Brendan Reilly gave twenty identical chest pain case histories to a group of experienced cardiologists, internists, and emergency physicians and asked them to estimate the probability of heart attack for each case. The estimates ranged from zero to one hundred for the same patient across different doctors.
Coca-Cola conducted hundreds of thousands of sip tests that consistently showed consumers preferred New Coke. But the sip test measured only one variable (initial taste preference) in an artificial context.
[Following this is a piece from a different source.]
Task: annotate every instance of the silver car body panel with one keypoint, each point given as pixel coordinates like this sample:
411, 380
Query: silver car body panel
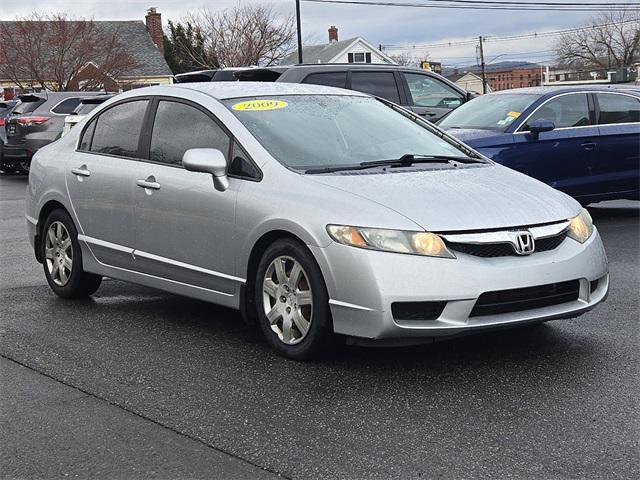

The full experience of drinking Coke involved brand associations, packaging, and sustained consumption that the simplified test excluded.
Gladwell tells the story through Cook County Hospital's Emergency Department, where chairman Brendan Reilly discovered that doctors showed almost no agreement on chest pain diagnosis when given identical case histories. Estimates of heart attack probability ranged from zero to one hundred for the same patient. Reilly then discovered the work of Lee Goldman, a mathematician and physician who had spent years developing and testing a simple algorithmic decision tree. When Reilly introduced Goldman's algorithm to Cook County, it initially met fierce resistance from physicians who believed their clinical judgment, informed by extensive patient data, must be superior to a simple chart. The data proved them wrong.